In August 2008, Sharon won Floris Books' Kelpies Prize 2008 Award at the Edinburgh Book Festival. As a result, the book she submitted, Tarantula Tide, about young sleuths in Shetland, was published by Floris, on 16 October 2008. The book also received the Heart of Hawick Children's Book Award, voted for by schoolchildren, in 2010.

===The Shiver Stone===
Published 2014 by Firefly Press, Illustrated by Xavier Bonet, cover design Zoe Draws Things.

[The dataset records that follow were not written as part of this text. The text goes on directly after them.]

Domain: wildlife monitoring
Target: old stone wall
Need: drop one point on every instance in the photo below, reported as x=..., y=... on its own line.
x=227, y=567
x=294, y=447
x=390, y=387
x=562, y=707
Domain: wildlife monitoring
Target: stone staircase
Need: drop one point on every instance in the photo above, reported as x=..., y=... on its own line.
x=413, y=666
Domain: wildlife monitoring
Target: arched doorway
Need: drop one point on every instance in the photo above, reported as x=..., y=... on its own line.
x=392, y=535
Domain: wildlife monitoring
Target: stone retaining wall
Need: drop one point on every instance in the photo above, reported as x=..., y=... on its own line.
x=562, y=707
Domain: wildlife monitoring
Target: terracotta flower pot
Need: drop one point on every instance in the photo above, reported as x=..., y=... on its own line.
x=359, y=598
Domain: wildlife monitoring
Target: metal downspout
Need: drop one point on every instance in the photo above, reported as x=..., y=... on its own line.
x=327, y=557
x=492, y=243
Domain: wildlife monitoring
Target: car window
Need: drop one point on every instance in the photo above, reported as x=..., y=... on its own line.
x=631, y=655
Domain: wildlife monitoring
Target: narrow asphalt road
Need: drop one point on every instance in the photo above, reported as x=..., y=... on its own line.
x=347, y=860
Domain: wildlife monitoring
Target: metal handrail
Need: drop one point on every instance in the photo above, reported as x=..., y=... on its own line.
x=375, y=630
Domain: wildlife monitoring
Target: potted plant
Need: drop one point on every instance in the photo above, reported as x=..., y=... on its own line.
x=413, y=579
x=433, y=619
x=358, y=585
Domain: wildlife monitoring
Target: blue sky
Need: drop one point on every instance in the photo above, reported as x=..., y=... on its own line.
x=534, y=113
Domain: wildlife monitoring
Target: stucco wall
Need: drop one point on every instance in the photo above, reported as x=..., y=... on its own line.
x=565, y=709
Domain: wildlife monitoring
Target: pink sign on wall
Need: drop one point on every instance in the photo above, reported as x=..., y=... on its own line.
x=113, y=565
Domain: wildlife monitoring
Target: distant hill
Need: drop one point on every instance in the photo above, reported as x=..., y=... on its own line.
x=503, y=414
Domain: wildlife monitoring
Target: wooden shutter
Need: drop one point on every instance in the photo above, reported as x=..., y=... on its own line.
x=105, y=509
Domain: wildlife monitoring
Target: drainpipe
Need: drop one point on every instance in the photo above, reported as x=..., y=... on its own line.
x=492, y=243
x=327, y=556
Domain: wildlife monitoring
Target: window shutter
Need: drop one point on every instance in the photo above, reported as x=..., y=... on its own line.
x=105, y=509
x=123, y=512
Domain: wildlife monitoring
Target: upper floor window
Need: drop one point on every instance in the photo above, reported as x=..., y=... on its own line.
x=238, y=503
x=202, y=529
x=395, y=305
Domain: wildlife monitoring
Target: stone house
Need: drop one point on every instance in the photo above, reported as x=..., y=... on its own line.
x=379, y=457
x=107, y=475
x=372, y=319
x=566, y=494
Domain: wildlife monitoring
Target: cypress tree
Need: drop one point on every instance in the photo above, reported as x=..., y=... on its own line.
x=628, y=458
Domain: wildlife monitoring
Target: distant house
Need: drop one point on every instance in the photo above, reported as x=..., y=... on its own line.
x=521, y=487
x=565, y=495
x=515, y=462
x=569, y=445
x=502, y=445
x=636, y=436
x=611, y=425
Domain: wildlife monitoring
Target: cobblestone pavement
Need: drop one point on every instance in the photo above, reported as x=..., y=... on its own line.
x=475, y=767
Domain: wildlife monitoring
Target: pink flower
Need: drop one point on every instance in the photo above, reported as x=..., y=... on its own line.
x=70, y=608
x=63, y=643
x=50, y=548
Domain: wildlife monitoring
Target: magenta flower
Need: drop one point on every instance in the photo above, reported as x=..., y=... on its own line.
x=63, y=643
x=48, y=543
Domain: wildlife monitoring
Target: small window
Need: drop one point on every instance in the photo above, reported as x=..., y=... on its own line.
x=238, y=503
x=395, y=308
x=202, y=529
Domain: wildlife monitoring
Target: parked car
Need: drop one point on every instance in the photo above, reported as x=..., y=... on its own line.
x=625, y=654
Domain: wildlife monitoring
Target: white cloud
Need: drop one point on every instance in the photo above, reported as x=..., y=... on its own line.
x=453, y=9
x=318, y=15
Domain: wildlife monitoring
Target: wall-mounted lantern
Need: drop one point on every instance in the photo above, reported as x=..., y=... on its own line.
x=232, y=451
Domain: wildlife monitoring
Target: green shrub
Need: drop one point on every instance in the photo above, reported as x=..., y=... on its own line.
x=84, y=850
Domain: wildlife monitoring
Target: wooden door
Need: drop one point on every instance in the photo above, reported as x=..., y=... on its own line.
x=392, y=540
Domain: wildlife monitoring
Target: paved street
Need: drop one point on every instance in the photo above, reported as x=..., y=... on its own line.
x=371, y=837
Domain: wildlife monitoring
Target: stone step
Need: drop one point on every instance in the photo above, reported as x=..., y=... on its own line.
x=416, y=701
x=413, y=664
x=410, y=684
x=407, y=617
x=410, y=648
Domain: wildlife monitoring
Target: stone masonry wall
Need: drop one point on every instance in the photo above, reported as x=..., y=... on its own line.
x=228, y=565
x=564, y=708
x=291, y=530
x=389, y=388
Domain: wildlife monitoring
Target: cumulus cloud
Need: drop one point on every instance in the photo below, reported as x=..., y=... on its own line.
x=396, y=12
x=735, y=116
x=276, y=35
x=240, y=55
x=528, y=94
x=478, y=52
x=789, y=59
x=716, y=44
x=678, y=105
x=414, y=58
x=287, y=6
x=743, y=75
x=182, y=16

The Shiver Stone is a middle-grade thriller set in a coastal town in Pembrokeshire, South Wales.

===The Jewelled Jaguar===
Published 15 September 2017 by Firefly Press, illustrated by Xavier Bonet, cover design Zoe Draws Things.

=== Stargazey Pie ===
'Oxford Reading Tree Word Sparks: Level 8: Stargazey Pie - Oxford Reading Tree Word Sparks'

Published 26th Oct 2020

==Family==
Tregenza's son (Ross Tragenza) works in video game music and helped compose the soundtrack for TimeSplitters: Future Perfect, The Crysis Series and Deathloop where the soundtrack was nominated for a BAFTA in 2022 and for an award at The Game Awards 2021. He also worked on some additions to the Cyberpunk 2077 soundtrack where the score was also nominated for the same category at The Game Awards 2021.